三炮的直接上级是李景林。
六个人!
这次的审讯格外热闹。楚中天和张学良都来了,楚中天身后跟着包达和拴住,他俩是负责来施刑的。布仁巴雅尔和韩三炮在边上等问话。
负责审讯的人是陆景澄,奉军宪兵司令部审讯科少校。他是张作霖早年从天津警察局挖来的骨干。出身北洋警校,懂日语、略通蒙古语,早年在东北日侨区当过巡捕,熟悉日本士族、特高课、黑龙会。性格沉稳、话少、眼神锐利,不攀附、不张扬,只对张作霖、张学良父子负责。奉军内部都叫他“陆判官”。
陆景澄先去看了六个人一圈,心中感觉应该大差不差,因为他从那俩女人身上看到了日本士族的感觉。
然后他跟三炮问话。听完全过程的众人不禁咋舌——扒裤子看兜裆布,这么王八蛋的招儿是谁教他的?
陆景澄和楚中天不禁莞尔。
三炮感觉不对劲是对的。因为去草甸子寻食是个非常危险的事情,附近的百姓去,也不会往苏美洋这边走。道理很简单:苏美洋的百姓是吃公家的,不用去草甸子遭罪、冒险。而且,苏美洋大多数百姓都是外地人。
第二个值得怀疑的地方:两口子带着哥哥和小叔子?哥仨不像。
第三点:那俩女的细皮嫩肉,长得太好了。
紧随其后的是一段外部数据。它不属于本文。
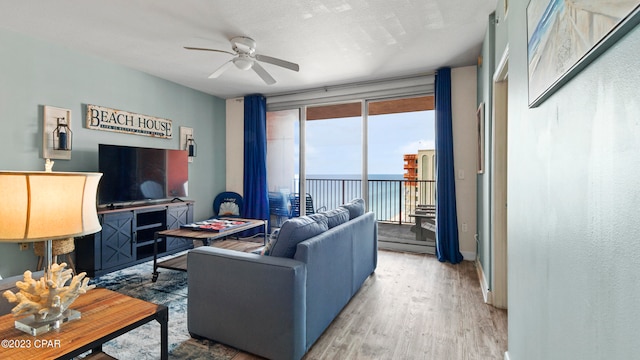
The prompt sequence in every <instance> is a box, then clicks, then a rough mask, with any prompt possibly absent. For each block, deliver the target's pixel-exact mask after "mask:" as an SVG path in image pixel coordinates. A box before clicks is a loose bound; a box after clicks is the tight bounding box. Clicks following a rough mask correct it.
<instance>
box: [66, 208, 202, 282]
mask: <svg viewBox="0 0 640 360" xmlns="http://www.w3.org/2000/svg"><path fill="white" fill-rule="evenodd" d="M193 204H194V202H193V201H192V200H182V201H181V202H173V201H170V200H167V201H164V202H159V203H153V204H144V205H134V206H123V207H121V208H104V209H98V219H99V220H100V224H101V225H102V230H101V231H100V232H98V233H95V234H92V235H87V236H85V237H82V238H78V239H76V244H75V245H76V259H77V261H76V268H77V271H78V272H82V271H84V272H86V273H87V275H88V276H90V277H96V276H101V275H104V274H107V273H110V272H112V271H116V270H120V269H123V268H126V267H129V266H133V265H136V264H139V263H142V262H145V261H149V260H153V255H154V245H155V241H154V235H155V233H156V232H158V231H163V230H170V229H179V228H180V226H181V225H185V224H190V223H192V222H193ZM157 246H158V250H157V254H158V255H159V256H164V255H170V254H174V253H176V252H180V251H183V250H187V249H190V248H192V247H193V243H187V242H185V241H183V240H181V239H176V238H172V237H167V238H164V239H162V241H159V242H158V244H157Z"/></svg>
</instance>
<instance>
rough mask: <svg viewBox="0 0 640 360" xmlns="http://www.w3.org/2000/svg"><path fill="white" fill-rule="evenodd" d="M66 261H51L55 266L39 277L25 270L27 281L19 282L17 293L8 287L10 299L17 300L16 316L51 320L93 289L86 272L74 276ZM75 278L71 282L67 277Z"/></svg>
mask: <svg viewBox="0 0 640 360" xmlns="http://www.w3.org/2000/svg"><path fill="white" fill-rule="evenodd" d="M66 267H67V264H66V263H62V264H60V265H58V264H53V265H51V270H50V271H49V273H48V276H47V274H45V276H43V277H42V278H40V279H39V280H35V279H33V277H32V273H31V271H29V270H27V271H25V272H24V281H18V282H16V286H17V287H18V289H20V291H19V292H18V293H17V294H14V293H13V292H12V291H10V290H7V291H5V292H4V294H3V296H4V297H5V298H6V299H7V300H8V301H9V302H12V303H13V302H17V303H18V305H16V306H15V307H14V308H13V309H12V310H11V313H12V314H13V315H14V316H18V315H22V314H27V315H30V314H33V315H34V317H35V319H36V320H37V321H49V320H53V319H56V318H58V317H59V316H60V315H62V313H63V312H64V311H65V310H67V308H68V307H69V305H71V304H72V303H73V302H74V301H75V300H76V298H77V297H78V296H80V295H81V294H84V293H86V292H87V291H88V290H91V289H93V288H94V287H95V285H89V278H85V276H86V275H87V274H86V273H84V272H83V273H80V274H78V275H76V276H72V275H71V274H72V271H71V270H65V268H66ZM69 279H71V282H70V283H69V285H68V286H65V284H66V283H67V281H68V280H69Z"/></svg>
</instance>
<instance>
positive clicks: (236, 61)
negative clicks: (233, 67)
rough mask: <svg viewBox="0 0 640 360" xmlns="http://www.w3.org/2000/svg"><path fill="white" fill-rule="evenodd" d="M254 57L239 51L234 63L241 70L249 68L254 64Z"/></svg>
mask: <svg viewBox="0 0 640 360" xmlns="http://www.w3.org/2000/svg"><path fill="white" fill-rule="evenodd" d="M253 62H254V60H253V58H251V56H249V55H248V54H243V53H239V54H238V57H236V58H234V59H233V64H234V65H235V66H236V67H237V68H238V69H240V70H249V69H251V67H252V66H253Z"/></svg>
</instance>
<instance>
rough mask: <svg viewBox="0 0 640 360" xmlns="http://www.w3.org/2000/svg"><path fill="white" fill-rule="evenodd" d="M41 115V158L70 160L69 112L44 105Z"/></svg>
mask: <svg viewBox="0 0 640 360" xmlns="http://www.w3.org/2000/svg"><path fill="white" fill-rule="evenodd" d="M42 115H43V116H42V118H43V119H42V120H43V121H42V158H43V159H62V160H69V159H71V146H72V137H73V134H72V132H71V110H69V109H62V108H57V107H53V106H47V105H45V106H44V109H43V113H42Z"/></svg>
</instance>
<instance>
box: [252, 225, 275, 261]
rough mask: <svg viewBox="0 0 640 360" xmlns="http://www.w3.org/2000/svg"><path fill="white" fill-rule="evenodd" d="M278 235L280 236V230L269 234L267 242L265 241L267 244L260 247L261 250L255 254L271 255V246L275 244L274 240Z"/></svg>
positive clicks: (272, 232)
mask: <svg viewBox="0 0 640 360" xmlns="http://www.w3.org/2000/svg"><path fill="white" fill-rule="evenodd" d="M278 234H280V229H275V230H273V231H272V232H271V235H269V241H267V244H266V245H265V246H264V247H262V249H259V251H258V252H257V254H260V255H267V256H268V255H270V254H271V248H272V247H273V244H274V243H275V242H276V239H277V238H278Z"/></svg>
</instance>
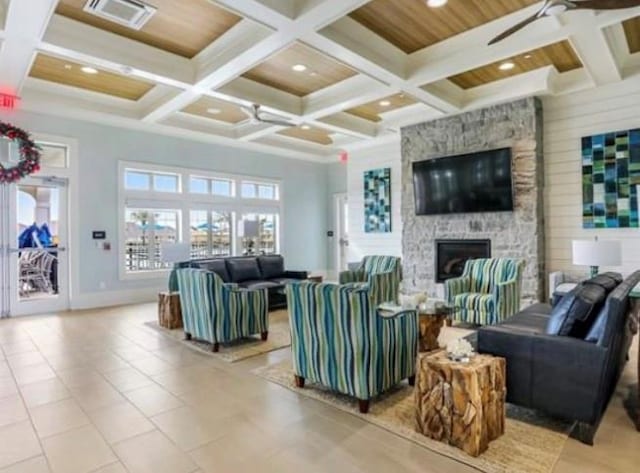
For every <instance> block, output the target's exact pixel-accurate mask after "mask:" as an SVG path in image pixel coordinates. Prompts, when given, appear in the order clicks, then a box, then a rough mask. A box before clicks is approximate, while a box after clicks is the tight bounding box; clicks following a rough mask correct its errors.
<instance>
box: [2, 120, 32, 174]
mask: <svg viewBox="0 0 640 473" xmlns="http://www.w3.org/2000/svg"><path fill="white" fill-rule="evenodd" d="M0 138H7V139H9V140H11V141H15V142H16V143H17V144H18V150H19V152H20V161H18V164H16V165H15V166H12V167H10V168H5V167H4V166H2V164H0V183H5V182H6V183H12V182H16V181H19V180H20V179H22V178H23V177H25V176H28V175H29V174H33V173H34V172H37V171H39V170H40V148H39V147H38V145H36V144H35V143H34V142H33V140H32V139H31V137H30V136H29V133H27V132H26V131H24V130H22V129H20V128H18V127H15V126H13V125H11V124H10V123H5V122H0Z"/></svg>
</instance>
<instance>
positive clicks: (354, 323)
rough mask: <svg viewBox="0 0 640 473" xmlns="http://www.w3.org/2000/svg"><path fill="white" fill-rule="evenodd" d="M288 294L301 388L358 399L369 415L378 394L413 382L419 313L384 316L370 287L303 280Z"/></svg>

倒不是说有多漂亮,而是不符合当下东北农村的择偶标准。一个娶这种花瓶式的媳妇可以理解,哥俩都娶?啥家庭啊?不用干活吗?不用干活那衣服怎么补丁摞补丁呢?
三炮也许看出了不对劲,但他想不明白哪里不对劲。
审讯很顺利。
第一个提审的,就是那个被打掉半嘴牙的小叔子。
“来,你解释一下,为啥你东北话里带天津味儿?”陆景澄玩味地抛出第一个问题。鬼知道一个没了半嘴牙、话都说不清的人,他是怎么听出天津口音的。
“呵呵……不说?你老头子是张逊之还是袁文会啊?总不能是白云生吧?”陆景澄依然云淡风轻地说道。
楚中天闻言,对包达招招手:“去把袁克文请来!”
包达一脸迷茫。楚中天见状无奈扶额:“工会主席!袁大辈儿!”
包达恍然大悟,转身就跑,一瘸一拐地跑贼快——快点跑,不耽误自己看热闹。
包达一瘸一拐地跑出去,拴住站在门口望了望,回过头来,审讯室里又安静了。
袁克文算是楚中天龙头令的附赠品。这家伙本来在上海纸醉金迷得挺好,结果他看到楚中天的龙头令之后,就决定要去苏美洋。
理由?他觉得自己跟芬恩算“世交”。
怎么说呢,当初芬恩回北京援华的时候,见过袁世凯后,袁世凯曾经感叹:“若心铁公不死,小站练兵的差事是轮不到我的。”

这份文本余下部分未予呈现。